The platform is specifically targeting content with discernible AI patterns, such as the common "it's not X, it's Y" phrasing. While LinkedIn has not disclosed the precise methods or algorithms used for detection, its engineering teams have reportedly collaborated with its internal editorial staff. This collaboration focused on identifying engagement patterns and distinguishing content that provides valuable perspective, context, or expertise from that which merely reiterates existing ideas. Posts identified as problematic will be deprioritized in users' recommendations, though they will remain visible to a user's direct connections and followers.

Rethinking AI's Role on the Network

This initiative by LinkedIn arrives as the company itself offers generative AI tools, including a prominent "rewrite with AI" feature within its post composer. This presents a delicate balance for the Microsoft-owned company, which emphasizes that "AI-assisted" content remains welcome, provided it incorporates original ideas or fosters meaningful discussions. The crackdown aims to differentiate between helpful AI augmentation and automated content that dilutes the platform's value.
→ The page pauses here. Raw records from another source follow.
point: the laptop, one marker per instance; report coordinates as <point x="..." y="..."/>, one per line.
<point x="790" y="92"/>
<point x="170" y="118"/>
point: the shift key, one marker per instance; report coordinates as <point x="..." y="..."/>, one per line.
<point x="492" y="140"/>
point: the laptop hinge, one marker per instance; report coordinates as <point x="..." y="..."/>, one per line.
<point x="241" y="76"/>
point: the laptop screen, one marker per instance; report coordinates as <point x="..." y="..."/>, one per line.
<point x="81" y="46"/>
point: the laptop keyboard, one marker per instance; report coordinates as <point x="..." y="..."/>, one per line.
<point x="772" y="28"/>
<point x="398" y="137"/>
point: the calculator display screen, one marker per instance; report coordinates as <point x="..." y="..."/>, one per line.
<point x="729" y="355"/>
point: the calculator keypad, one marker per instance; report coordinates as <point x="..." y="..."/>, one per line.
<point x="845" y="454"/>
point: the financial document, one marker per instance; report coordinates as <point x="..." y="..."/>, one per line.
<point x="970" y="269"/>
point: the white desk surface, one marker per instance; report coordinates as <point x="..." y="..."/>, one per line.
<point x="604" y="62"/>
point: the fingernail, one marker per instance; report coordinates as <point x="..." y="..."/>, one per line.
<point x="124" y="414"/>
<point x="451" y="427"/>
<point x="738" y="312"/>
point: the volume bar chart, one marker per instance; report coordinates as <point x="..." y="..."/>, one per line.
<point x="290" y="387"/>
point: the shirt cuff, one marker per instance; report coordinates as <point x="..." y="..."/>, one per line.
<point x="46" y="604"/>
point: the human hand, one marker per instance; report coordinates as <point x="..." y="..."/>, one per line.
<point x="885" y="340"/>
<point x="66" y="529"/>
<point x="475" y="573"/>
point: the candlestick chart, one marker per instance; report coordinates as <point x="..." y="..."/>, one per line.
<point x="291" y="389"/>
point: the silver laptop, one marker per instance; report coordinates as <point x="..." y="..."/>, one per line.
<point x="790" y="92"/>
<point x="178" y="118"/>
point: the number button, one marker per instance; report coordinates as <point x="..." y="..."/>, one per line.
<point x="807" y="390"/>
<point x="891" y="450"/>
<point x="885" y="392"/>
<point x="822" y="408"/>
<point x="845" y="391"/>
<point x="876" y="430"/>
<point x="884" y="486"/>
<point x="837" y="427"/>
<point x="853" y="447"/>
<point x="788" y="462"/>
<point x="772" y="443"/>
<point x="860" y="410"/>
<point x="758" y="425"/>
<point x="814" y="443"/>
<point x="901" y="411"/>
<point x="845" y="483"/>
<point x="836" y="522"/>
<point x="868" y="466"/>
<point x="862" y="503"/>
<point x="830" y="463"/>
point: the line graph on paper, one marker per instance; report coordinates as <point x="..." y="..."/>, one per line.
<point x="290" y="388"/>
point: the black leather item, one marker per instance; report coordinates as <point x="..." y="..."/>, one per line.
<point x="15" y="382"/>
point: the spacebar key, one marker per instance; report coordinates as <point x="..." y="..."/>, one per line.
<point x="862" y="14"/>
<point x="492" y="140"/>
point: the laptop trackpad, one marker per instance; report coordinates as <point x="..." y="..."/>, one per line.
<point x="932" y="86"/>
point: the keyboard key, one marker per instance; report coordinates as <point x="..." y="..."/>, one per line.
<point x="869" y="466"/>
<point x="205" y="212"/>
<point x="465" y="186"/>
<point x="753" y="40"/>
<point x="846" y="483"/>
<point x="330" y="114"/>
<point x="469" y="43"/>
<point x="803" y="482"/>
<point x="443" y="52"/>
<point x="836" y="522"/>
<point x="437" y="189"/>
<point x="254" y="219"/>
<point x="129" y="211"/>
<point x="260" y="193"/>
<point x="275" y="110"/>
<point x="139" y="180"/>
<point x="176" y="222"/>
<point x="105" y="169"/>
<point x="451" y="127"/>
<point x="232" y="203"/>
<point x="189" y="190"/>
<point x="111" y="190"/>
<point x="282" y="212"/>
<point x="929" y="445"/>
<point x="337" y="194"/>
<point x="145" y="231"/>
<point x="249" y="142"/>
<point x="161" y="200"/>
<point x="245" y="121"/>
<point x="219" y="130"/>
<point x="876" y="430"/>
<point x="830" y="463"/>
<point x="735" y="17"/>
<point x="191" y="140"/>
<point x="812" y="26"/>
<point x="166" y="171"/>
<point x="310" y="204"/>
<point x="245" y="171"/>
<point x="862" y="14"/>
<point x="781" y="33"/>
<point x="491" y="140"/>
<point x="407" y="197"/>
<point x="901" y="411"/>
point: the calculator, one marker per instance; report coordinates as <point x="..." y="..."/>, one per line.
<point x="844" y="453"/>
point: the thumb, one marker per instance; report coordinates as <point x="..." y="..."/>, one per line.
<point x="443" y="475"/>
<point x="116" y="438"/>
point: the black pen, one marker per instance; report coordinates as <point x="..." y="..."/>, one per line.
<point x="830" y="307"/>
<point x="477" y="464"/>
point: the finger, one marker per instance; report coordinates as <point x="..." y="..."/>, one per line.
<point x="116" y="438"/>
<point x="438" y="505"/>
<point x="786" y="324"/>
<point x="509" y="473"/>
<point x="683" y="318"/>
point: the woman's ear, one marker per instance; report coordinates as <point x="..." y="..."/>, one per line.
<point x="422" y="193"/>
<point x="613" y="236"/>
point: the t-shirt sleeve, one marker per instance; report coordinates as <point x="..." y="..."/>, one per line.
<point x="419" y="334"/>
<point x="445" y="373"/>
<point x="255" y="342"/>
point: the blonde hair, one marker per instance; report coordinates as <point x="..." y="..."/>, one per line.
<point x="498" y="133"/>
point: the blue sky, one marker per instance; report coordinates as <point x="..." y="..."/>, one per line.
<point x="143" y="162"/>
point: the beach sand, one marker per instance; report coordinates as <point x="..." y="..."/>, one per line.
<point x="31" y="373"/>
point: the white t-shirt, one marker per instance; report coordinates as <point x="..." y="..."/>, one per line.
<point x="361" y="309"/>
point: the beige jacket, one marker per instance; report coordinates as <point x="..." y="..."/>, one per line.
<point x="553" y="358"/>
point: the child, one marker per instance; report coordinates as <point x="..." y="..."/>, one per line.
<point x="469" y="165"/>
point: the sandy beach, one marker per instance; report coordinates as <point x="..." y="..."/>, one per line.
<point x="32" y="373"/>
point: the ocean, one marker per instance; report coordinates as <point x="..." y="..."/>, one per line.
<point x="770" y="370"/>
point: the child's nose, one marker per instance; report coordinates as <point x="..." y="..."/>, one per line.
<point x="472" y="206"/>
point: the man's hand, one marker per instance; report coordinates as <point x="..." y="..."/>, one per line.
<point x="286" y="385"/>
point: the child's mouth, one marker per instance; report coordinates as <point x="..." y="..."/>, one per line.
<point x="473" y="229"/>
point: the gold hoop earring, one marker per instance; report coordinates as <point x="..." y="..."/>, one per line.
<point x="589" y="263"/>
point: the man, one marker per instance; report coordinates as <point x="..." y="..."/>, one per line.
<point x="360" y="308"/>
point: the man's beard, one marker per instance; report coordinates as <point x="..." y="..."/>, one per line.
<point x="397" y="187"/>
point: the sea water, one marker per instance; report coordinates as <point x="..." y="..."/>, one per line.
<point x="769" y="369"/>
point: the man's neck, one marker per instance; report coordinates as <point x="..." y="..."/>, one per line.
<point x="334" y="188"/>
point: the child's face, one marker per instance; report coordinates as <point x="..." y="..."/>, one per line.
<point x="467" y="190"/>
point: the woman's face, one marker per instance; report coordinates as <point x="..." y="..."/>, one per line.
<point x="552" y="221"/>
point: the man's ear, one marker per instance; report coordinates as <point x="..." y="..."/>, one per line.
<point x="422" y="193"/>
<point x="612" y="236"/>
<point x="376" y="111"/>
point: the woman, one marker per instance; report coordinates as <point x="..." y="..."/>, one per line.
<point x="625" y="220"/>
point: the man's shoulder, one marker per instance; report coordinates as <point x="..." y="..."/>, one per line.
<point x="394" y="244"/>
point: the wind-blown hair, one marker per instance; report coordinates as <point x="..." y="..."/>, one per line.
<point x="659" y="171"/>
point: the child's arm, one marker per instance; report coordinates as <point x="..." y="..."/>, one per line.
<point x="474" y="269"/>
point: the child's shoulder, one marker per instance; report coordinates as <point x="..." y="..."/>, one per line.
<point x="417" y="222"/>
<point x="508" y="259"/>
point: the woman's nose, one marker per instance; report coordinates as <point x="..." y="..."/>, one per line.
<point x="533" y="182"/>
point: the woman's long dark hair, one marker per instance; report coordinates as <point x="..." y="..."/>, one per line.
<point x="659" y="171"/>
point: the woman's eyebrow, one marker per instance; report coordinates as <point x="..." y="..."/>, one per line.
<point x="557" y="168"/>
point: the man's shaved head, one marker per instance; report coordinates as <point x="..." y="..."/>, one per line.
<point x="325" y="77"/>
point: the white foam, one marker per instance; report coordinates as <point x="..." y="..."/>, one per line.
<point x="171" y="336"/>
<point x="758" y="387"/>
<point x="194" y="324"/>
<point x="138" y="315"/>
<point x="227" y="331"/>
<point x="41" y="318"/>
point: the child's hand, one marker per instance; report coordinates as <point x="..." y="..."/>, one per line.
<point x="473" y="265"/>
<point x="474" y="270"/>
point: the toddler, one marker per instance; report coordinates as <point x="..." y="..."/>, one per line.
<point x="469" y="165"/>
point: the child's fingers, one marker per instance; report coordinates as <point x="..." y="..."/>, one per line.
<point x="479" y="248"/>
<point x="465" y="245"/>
The professional network, which already contended with significant self-promotion and spam even before the widespread adoption of generative AI, has been particularly affected by the surge in AI-generated posts. Earlier in 2026, users experienced weeks of content dominated by debates over the use of em dashes, which some users identified as a marker of AI-written posts. This phenomenon, termed "em dash discourse" by some observers, escalated into extensive, often tedious, discussions about the punctuation mark's perceived significance and connection to AI writing. Large language models, trained on vast datasets of human-created text, have inadvertently replicated such stylistic quirks.
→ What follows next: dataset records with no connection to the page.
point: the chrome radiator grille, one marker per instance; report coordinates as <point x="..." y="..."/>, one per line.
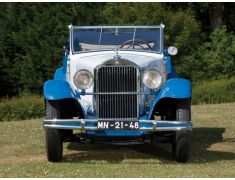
<point x="113" y="80"/>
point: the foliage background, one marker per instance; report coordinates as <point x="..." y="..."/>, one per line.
<point x="32" y="37"/>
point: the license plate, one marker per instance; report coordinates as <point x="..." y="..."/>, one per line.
<point x="117" y="125"/>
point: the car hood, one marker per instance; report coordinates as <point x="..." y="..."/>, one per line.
<point x="91" y="60"/>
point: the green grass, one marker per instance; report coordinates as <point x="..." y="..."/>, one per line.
<point x="21" y="107"/>
<point x="212" y="152"/>
<point x="214" y="92"/>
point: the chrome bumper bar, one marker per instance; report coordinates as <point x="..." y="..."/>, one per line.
<point x="89" y="124"/>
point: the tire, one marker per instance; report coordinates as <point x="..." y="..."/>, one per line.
<point x="181" y="139"/>
<point x="54" y="140"/>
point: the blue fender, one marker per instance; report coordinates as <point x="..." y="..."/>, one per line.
<point x="57" y="89"/>
<point x="173" y="88"/>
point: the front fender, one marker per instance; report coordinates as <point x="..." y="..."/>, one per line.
<point x="173" y="88"/>
<point x="57" y="89"/>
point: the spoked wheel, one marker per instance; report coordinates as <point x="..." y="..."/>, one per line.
<point x="181" y="139"/>
<point x="54" y="138"/>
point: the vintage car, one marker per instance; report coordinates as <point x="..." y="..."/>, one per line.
<point x="117" y="85"/>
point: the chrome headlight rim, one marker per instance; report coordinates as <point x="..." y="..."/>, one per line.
<point x="80" y="73"/>
<point x="160" y="76"/>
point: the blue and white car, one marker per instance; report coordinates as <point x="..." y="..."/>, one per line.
<point x="117" y="85"/>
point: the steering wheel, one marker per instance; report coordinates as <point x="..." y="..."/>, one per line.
<point x="133" y="41"/>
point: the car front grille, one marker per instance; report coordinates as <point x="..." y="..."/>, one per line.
<point x="113" y="80"/>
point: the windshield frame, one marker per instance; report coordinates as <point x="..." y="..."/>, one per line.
<point x="161" y="28"/>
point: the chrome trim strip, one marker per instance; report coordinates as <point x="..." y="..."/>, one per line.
<point x="116" y="93"/>
<point x="65" y="124"/>
<point x="104" y="27"/>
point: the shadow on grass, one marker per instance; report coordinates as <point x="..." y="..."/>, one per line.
<point x="202" y="139"/>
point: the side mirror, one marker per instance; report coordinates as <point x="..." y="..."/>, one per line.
<point x="172" y="50"/>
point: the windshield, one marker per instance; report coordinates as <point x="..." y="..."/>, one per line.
<point x="146" y="38"/>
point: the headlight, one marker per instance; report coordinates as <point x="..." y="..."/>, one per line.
<point x="83" y="79"/>
<point x="172" y="50"/>
<point x="152" y="79"/>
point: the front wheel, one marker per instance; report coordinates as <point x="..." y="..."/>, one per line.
<point x="54" y="140"/>
<point x="181" y="139"/>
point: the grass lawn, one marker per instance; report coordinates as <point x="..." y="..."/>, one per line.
<point x="22" y="152"/>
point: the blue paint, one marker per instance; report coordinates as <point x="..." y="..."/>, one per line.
<point x="57" y="89"/>
<point x="173" y="88"/>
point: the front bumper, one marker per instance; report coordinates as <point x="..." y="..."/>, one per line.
<point x="91" y="124"/>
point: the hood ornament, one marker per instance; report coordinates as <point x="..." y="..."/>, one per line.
<point x="116" y="56"/>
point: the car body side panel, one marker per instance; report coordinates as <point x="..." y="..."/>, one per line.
<point x="173" y="88"/>
<point x="59" y="74"/>
<point x="57" y="89"/>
The increasing volume of AI-generated content has led to a parallel rise in posts from users lamenting the degraded quality of their LinkedIn feeds. LinkedIn reports that initial results from its new content moderation efforts are "encouraging," with further reductions in AI-generated content anticipated in the coming weeks and months. The company's strategy reflects a broader trend among social media and professional networking platforms grappling with the challenge of maintaining content integrity in the age of advanced AI.